Sunday, March 2, 2008

Imagining the Invisible Teacher

An artist is invisible in their work.

Despite this, I can wander around art museums with my mom guessing at the particular Impressionist who painted something and we get it right often enough to earn a solid B.

A masterful performer is one who makes it look easy.

If you don't know what's going on, dressage looks like the easiest equestrian sport. Somebody sits on a horse, doesn't move much, and the horse backs up and walks sideways and maybe dances around a little. What you can't see, but can probably guess at, is the incredibly amount of training that goes into preparing a horse for this sort of competition. You can't ask any old hack to do a capriole and expect results. The riders, too, must be the best. A beginner can get on a horse and yank its head around and kick it and get it to go the right way at a trot, but it takes someone who knows their stuff to communicate with miniscule movements of feet and hands while looking relaxed.

I was going to keep going, but I think the analogy is obvious. The masterful invisible teacher does a lot of work to become invisible. Their presence, in fact, is necessary for the creation of the masterwork, the classroom full of independent students engaged in their learning. You can't get the same result from throwing a bunch of kids into a classroom with some computers and a vague goal any more than you can get that dressage performance from throwing me on a camp pony.


Ms. Ward said...

I think your analogies are a useful way to think about the art of teaching. But wow, do I feel a long way from that!

I work with a teacher who each time I walk by his classroom, I see his students working on unique projects or sitting in a circle participating in a large class discussions. He learns with his students. Then I think about what others must see when they walk by my classroom.

Penelope said...

Don't worry, I'm nowhere near there yet either.

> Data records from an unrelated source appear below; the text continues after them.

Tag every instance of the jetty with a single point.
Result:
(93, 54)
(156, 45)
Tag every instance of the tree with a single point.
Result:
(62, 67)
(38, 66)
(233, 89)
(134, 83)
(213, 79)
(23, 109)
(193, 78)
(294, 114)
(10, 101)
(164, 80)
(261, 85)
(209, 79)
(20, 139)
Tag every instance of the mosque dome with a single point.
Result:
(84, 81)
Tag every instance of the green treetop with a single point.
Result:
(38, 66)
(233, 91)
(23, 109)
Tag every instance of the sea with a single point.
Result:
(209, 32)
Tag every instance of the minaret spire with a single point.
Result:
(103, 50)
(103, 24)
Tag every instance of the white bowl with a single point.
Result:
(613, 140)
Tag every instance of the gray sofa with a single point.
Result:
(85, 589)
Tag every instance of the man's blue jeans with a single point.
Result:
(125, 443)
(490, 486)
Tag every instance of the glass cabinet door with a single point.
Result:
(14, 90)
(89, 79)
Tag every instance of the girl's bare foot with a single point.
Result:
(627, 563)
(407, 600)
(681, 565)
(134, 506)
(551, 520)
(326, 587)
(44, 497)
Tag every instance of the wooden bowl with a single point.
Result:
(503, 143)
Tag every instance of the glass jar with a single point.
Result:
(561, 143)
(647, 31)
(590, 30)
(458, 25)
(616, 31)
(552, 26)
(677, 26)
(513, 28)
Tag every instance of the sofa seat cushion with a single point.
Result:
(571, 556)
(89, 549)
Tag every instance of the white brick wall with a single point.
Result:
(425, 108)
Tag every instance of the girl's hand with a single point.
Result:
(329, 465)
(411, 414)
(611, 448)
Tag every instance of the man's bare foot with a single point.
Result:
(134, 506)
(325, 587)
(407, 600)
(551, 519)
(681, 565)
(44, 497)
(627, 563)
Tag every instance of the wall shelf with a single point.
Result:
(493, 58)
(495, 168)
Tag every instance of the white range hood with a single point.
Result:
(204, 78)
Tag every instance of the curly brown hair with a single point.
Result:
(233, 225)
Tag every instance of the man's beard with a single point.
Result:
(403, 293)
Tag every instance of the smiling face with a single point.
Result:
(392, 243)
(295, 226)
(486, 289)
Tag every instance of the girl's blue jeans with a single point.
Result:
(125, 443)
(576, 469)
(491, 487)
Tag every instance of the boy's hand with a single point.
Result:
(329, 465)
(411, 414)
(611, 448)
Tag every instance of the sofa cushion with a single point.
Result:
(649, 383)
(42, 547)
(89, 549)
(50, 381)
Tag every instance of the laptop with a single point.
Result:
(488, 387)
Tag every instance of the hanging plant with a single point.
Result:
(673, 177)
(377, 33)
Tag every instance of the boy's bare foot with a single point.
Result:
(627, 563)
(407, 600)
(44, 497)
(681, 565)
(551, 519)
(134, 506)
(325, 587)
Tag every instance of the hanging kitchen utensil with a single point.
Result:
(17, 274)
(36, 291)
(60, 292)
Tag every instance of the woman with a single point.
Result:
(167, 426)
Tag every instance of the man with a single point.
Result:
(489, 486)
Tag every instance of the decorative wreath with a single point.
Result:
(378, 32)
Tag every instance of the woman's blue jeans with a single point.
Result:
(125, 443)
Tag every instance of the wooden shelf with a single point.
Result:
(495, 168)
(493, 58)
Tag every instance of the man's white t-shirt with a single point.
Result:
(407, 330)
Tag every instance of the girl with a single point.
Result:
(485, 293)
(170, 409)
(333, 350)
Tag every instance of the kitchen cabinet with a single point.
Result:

I just felt that I needed to visualize for myself what an invisible teacher is, since that's supposed to be my goal. Hard to achieve a goal you can't imagine, after all.

Ms. Ward said...

Good point!

Forgive me, but I was recently tagged by a new meme, which sort of relates to your post. I thought you might find it interesting, so I'm tagging you. Check it out on my blog.

Anthony said...


I think when and where the teacher becomes "invisible" is important. At the start of the year, I believe the teacher needs to be very visible in the classroom so that they can model and scaffold the type of learning and thinking that will be necessary for the class and the teacher's expectations. As the year goes by though, the teacher should be able to become more and more invisible. This is due in part to the successful implementation of learning strategies and structures that give the students the skills necessary for them to take more and more ownership of what is being taught in the class. So when I imagine the process of becoming an "invisible teacher", I think it is something you aim to eventually become the end of the school year, rather than at the beginning. It makes me think more and more how important it is to teach processes and strategies rather than just content.

Penelope said...

Anthony-- Thanks for the comment, and I think you've got an important point. It's something I'm trying to figure out, because I know in the past I have been visible enough at the beginning of the year.